Canadian Senator from Manitoba
- In office January 6, 2012 – August 10, 2014
- Nominated by: Stephen Harper
- Appointed by: David Johnston
- Preceded by: Sharon Carstairs
- Succeeded by: Patricia Bovey

Personal details
- Born: May 23, 1954 (age 72)
- Party: Conservative
- Education: University of Winnipeg (BSc) University of Manitoba (MSc)

= JoAnne Buth =

Canadian politician

JoAnne L. Buth (born May 23, 1954) is a retired Canadian politician. She was appointed to the Canadian Senate by Governor General David Johnston on the advice of Prime Minister Stephen Harper on January 6, 2012, replacing the retired Sharon Carstairs. She sat as a Conservative. She retired from the Senate on August 10, 2014 in order to become CEO of the Canadian International Grains Institute, a group that promotes Canadian field crops.
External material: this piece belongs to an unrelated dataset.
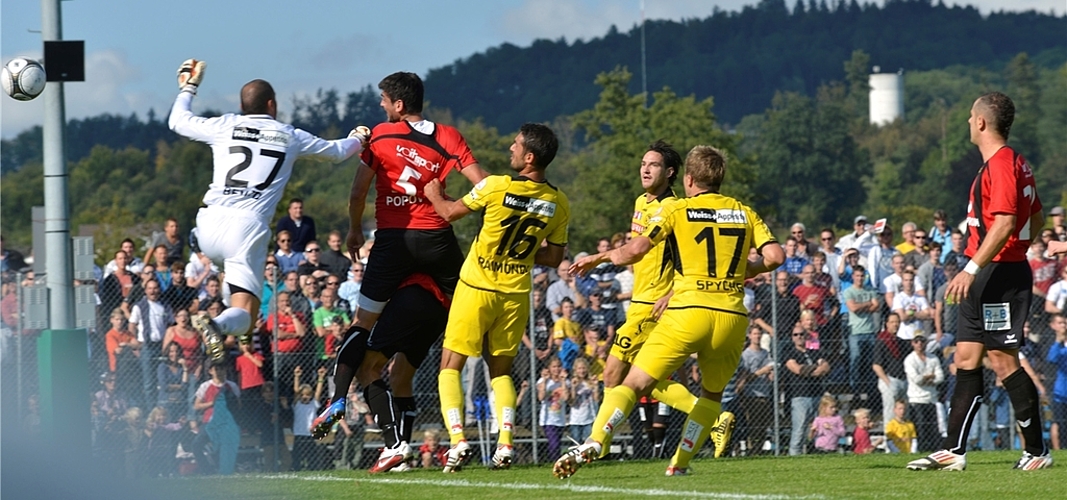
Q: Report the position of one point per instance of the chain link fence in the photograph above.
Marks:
(148, 408)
==Early life and education==
Buth was born May 21, 1954. She has a Bachelor of Science in biology from the University of Winnipeg and a Master of Science in entomology from the University of Manitoba.

==Career==
Buth's background in agriculture includes stints as a research and development manager with DowElanco Canada and as an information officer for the federal agriculture department's research station in Winnipeg. More recently she worked in Carman, Manitoba as a manager and weed management specialist in Manitoba's provincial ministry of agriculture. Prior to her Senate appointment, she was president of the Canola Council of Canada, a lobby group for the canola industry.